I'm a PhD student at uwdb and uwplse advised by Dan Suciu. I optimize modern data systems with advanced techniques from programming languages and databases:
[EGRAPHS'22] We tease out deep connections among e-graphs, finite-state tree automata, and version space algebra. By fusing together powerful ideas from these different perspectives, we gain orders-of-magnitude speedup and discover a new technique for automated proofs.
[PODS'22 best paper] datalogo is a query language that generalizes datalog. It can express a wide range of computation from shortest paths to network centrality. In the paper we study its convergence behavior.
[SIGMOD'22 invited to SIGMOD Record] We also developed a query optimizer for datalogo based on program synthesis.
[POPL'22] Using advanced join algorithms, we made pattern matching in a rewrite system asymptotically faster.
[MLSys'21] tensat is an optimizer for deep learning inference using equality saturation. It achieves state-of-the-art inference speed with very fast compilation.

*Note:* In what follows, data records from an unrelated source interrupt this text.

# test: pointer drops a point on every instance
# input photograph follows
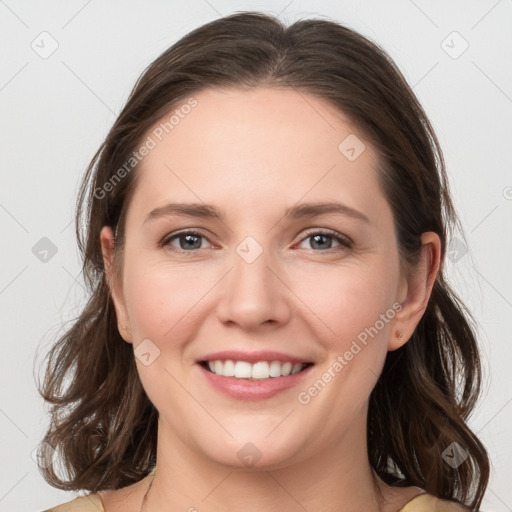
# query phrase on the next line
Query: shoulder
(89, 503)
(428, 503)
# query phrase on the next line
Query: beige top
(422, 503)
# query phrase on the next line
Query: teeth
(258, 371)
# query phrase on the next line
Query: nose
(254, 294)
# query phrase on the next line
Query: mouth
(258, 371)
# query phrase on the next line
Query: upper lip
(253, 357)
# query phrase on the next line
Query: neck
(339, 479)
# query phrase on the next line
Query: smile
(256, 371)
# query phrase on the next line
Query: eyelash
(343, 240)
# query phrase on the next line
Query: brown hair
(103, 425)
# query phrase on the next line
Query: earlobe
(107, 248)
(419, 288)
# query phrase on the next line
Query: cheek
(162, 301)
(348, 300)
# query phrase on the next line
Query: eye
(323, 240)
(186, 241)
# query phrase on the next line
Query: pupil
(316, 238)
(190, 242)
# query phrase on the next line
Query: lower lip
(243, 389)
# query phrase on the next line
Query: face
(281, 258)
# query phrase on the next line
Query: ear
(107, 249)
(416, 290)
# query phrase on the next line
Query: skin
(253, 154)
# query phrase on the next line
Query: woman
(269, 326)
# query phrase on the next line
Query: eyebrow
(209, 211)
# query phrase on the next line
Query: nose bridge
(252, 294)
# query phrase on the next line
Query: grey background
(55, 109)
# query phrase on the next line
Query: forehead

[POPL'21 distinguished paper] egg is the rewrite engine underlying a new class of optimizers including tensat and spores (see below). It implements an efficient algorithm for equality saturation.
[OOPSLA'21 distinguished paper] We used egg to invent rewrite rules that are in turn given to egg itself for equality saturation.
[VLDB'20] spores is an optimizer for large scale linear algebra. It transforms linear algebra code through the powerful abstraction of relational algebra.
I have been very lucky to work with many brilliant undergraduate / master students:
Jonathan Leang meticuously performed many intricate experiments for spores. Jonathan now works at Snowflake, and at the same time (!!) teaches Databases at UW.
Yihong Zhang turned our idea of relational pattern matching into implementation and a publication. With this work, Yihong won 1st place in the PLDI 2021 Student Research Competition.